Pimozide for schizophrenia or related psychoses.

BACKGROUND: Pimozide was first formulated in the late 1960s and marketed for the care of those with schizophrenia or related psychoses such as delusional disorder.

OBJECTIVES: To assess the effects of pimozide for people with schizophrenia, non-affective psychotic mental illness and delusional disorder in terms of clinical, social and economic outcomes.

SEARCH STRATEGY: Electronic searches of Biological Abstracts (1982-1995), The Cochrane Schizophrenia Group's Register, EMBASE (1980-1995), Janssen-Cilag UK's register of studies (1999), MEDLINE (1966-1995), PsycLIT (1974-1995), hand-searching the references of all included studies and contacting the manufacturers of the compound.

SELECTION CRITERIA: All randomised trials relating to people with schizophrenia, or similar disorders comparing pimozide to other drug treatments were sought. Studies where randomisation was implied rather than stated were included if they did not change the results. Primary outcomes were clinically significant change in global function, mental state, relapse, hospital admission, death, adverse events and acceptability of treatment.

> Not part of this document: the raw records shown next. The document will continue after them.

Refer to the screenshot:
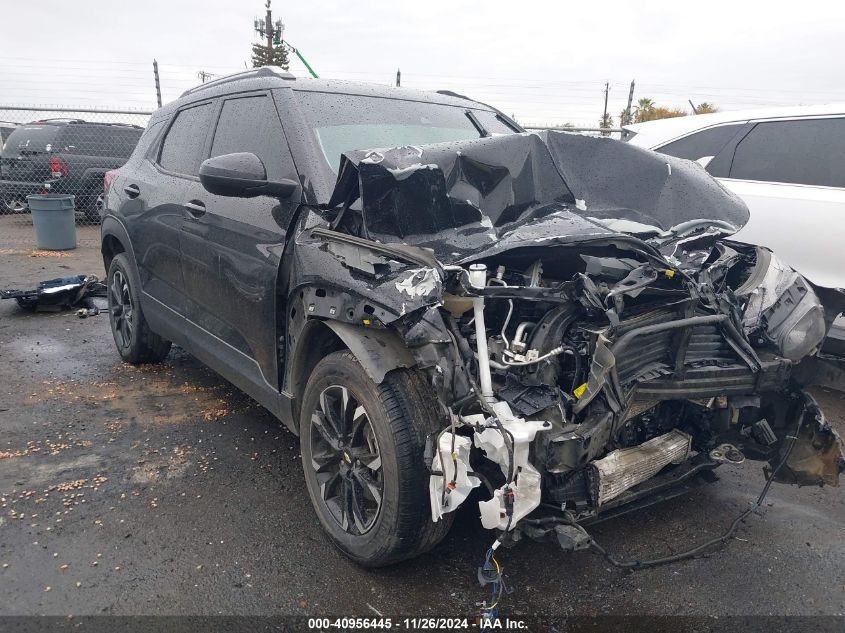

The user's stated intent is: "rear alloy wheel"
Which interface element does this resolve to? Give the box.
[109,270,133,350]
[299,351,453,567]
[106,253,170,365]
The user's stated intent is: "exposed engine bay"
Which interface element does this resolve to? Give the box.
[430,238,842,533]
[304,133,845,539]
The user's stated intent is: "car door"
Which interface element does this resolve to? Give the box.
[720,118,845,288]
[181,92,301,388]
[128,101,213,315]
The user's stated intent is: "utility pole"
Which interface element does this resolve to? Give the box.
[601,81,610,134]
[264,0,273,59]
[153,59,161,108]
[253,0,285,65]
[620,79,634,127]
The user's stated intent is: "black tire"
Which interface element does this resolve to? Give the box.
[106,253,171,365]
[299,351,454,567]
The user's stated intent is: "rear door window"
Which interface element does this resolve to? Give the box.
[730,118,845,187]
[3,123,60,158]
[211,95,287,180]
[158,103,212,176]
[657,123,744,160]
[57,125,143,158]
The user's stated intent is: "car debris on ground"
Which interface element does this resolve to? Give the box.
[0,275,106,318]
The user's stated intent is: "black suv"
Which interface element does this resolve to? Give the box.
[0,119,144,220]
[102,68,842,565]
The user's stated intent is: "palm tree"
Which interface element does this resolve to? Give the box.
[634,97,654,123]
[695,101,719,114]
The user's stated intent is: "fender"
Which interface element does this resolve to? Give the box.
[323,321,416,384]
[100,215,135,264]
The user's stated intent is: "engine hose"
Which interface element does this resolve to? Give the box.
[446,316,515,484]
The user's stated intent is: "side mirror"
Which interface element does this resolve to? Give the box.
[200,152,299,198]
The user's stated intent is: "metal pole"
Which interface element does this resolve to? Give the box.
[153,59,161,108]
[619,79,634,127]
[266,0,273,58]
[601,81,610,135]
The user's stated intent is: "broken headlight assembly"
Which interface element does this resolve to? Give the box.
[737,248,827,362]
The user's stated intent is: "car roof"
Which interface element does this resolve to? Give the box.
[624,103,845,148]
[160,66,493,113]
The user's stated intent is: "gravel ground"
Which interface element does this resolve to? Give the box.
[0,216,845,618]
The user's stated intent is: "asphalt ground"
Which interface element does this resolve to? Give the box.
[0,216,845,619]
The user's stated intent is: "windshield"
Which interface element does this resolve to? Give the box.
[295,91,515,174]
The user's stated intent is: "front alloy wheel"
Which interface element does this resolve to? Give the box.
[299,351,453,567]
[310,385,384,535]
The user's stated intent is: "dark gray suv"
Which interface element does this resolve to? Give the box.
[102,68,843,565]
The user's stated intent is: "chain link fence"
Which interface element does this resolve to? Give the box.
[0,105,151,227]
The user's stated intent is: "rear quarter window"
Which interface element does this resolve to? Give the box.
[730,118,845,187]
[4,124,59,156]
[657,123,744,160]
[158,103,212,176]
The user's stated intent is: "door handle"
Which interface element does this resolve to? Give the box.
[185,200,205,218]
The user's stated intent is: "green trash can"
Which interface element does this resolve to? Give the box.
[26,194,76,251]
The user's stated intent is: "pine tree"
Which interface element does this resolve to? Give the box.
[252,44,290,70]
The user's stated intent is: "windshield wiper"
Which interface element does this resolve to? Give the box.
[649,218,739,244]
[464,110,490,138]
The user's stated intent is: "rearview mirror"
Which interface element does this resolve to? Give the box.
[200,152,299,198]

DATA COLLECTION AND ANALYSIS: Studies were selected, rated and data extracted. For dichotomous data Relative Risks (RR) based on a random effects model with the 95% confidence intervals (CI) were estimated. The number needed to treat statistic (NNT) was calculated where indicated. Analysis was by intention-to-treat.

MAIN RESULTS: This review currently includes 34 studies focusing on those with schizophrenia, none on people with delusional disorder. Few people have been randomised to pimozide versus placebo, but data from three longer term studies does suggest that the active drug prevents relapse (RR 0.59 CI 0.4-0.8, NNT 4 CI 2-13). Pimozide has similar efficacy to that of typical antipsychotic drugs for the outcomes of change in global functioning, mental state, relapse and leaving the study early. People allocated to pimozide did not have a higher mortality than those taking other antipsychotics. Pimozide was more likely to cause parkinsonian tremor (RR 1.6 CI 1.1-2.3, NNH 6 CI 3-44) and lead to a requirement for antiparkinsonian medication more frequently (RR 1.8, CI 1.2-2.6, NNH 3 CI 2-5) than other drugs. It was, however, less likely to cause sedation (RR 0.38 CI 0.2-0.7, NNH 6 CI 4-16).

REVIEWER'S CONCLUSIONS: Although there are shortcomings in the data there is enough overall consistency, over different outcomes and time scales, to confirm that pimozide is a drug with similar efficacy to other more commonly used antipsychotics such as chlorpromazine for those with schizophrenia. There are no data to support or refute its use for those with delusional disorder.